API gets OK from the feds amid talks of privatization
After a troubled recent history, the Alaska Psychiatric Institute is in “substantive compliance” with federal and state licensing requirements, according to the Dunleavy administration.
The federal Centers for Medicare and Medicaid (CMS) has visited API and withdrawn its termination action against API and considers it to be in good standing. Gov. Mike Dunleavy touted the news as a “major milestone” Monday afternoon at the 80-bed acute care facility.
API has struggled recently with complaints of unsafe conditions for staff and patients and low patient numbers. Dunleavy says the number of occupied beds has risen from a low of 22 to 46 on Monday.
Adam Crum, the Department of Health and Social Services Commissioner, says getting to full capacity is predicated on more psychiatric nurses being hired.
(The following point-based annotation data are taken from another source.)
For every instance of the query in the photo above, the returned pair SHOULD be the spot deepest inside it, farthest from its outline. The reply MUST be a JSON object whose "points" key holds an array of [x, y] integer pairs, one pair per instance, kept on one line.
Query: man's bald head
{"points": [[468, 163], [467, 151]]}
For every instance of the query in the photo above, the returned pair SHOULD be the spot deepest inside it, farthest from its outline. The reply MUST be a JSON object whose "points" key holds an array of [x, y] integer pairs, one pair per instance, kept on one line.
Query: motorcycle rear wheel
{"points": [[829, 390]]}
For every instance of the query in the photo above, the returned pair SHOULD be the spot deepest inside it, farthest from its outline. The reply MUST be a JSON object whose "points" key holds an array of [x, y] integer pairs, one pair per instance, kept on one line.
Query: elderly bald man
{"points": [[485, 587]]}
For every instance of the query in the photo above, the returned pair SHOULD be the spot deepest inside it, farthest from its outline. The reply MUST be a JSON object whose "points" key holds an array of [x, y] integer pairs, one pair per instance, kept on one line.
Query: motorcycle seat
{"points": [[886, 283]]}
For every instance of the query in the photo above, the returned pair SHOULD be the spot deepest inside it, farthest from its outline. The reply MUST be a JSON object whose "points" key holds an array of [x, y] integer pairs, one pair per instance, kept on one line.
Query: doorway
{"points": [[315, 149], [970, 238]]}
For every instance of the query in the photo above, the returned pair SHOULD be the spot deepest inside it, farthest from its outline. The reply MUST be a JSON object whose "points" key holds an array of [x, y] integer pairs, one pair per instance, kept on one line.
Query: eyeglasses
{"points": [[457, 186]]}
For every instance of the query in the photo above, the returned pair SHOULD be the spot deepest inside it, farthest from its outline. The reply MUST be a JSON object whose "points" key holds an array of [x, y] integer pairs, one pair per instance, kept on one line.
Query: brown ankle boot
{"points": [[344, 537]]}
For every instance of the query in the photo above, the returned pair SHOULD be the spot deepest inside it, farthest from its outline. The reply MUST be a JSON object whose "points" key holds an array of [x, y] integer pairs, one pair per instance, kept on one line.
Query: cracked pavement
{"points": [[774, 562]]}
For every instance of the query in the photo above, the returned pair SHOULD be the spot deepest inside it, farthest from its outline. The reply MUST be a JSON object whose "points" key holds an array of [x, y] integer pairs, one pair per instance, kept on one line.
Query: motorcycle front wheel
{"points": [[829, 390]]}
The announcement comes on the same day that the State of Alaska asked contractors to determine if it is
In 2017, the Alaska Legislature commissioned a report that looked into privatizing API, finding that full privatization would likely cost the state more and "likely diminish the quality of service delivery."
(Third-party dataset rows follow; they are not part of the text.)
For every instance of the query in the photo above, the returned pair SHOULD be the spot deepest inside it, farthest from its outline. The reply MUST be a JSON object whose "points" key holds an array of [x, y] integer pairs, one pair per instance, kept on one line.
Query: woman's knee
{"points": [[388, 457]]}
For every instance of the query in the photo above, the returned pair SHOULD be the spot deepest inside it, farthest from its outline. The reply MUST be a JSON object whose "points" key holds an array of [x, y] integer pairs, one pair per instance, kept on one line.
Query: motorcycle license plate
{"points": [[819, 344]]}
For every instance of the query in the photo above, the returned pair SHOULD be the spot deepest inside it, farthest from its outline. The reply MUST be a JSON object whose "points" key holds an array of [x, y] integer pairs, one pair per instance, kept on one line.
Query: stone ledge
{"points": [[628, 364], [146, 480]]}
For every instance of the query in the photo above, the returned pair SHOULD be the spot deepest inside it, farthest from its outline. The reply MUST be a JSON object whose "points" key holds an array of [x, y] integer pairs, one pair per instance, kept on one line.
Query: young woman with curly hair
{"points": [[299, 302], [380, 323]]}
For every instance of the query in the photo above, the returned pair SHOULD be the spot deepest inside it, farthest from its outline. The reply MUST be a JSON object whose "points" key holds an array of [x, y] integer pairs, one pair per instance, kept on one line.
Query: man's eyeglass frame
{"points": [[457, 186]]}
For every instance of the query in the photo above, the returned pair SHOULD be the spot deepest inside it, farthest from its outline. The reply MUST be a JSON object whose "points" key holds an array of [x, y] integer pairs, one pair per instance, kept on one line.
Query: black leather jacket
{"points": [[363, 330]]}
Al Wall, a deputy health commissioner, says the 2017 study coincided with a crash in patients being treated at API and that a new study into privatization of the facility is appropriate.
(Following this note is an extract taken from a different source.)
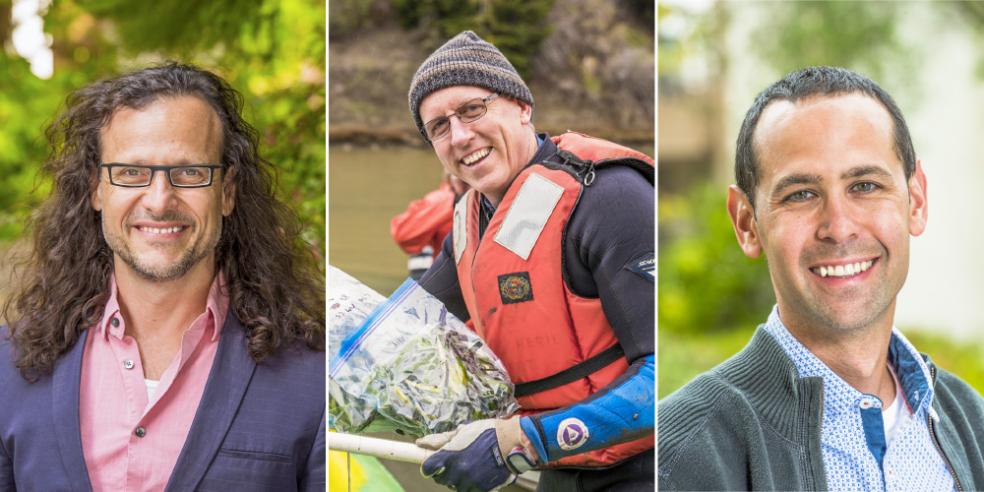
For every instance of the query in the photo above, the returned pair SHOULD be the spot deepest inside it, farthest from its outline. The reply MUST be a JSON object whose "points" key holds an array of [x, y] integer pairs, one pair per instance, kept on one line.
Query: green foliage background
{"points": [[272, 51], [710, 296]]}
Rep. Zack Fields, D-Anchorage, who introduced legislation that would prevent API from being privatized, accuses the Dunleavy administration of being "hellbent" on privatization “regardless of the costs, regardless of the impacts on patient care.”
Wellpath Recovery Solutions, a for-profit company, is currently under contract to assist the State in running some API services through 2019. The company has a checkered history in other states with complaints and numerous lawsuits.
Fields questioned paying Wellpath $1 million a month and suggested the money could be used to ensure a better level of care. The administration says the company has done “everything asked of it.”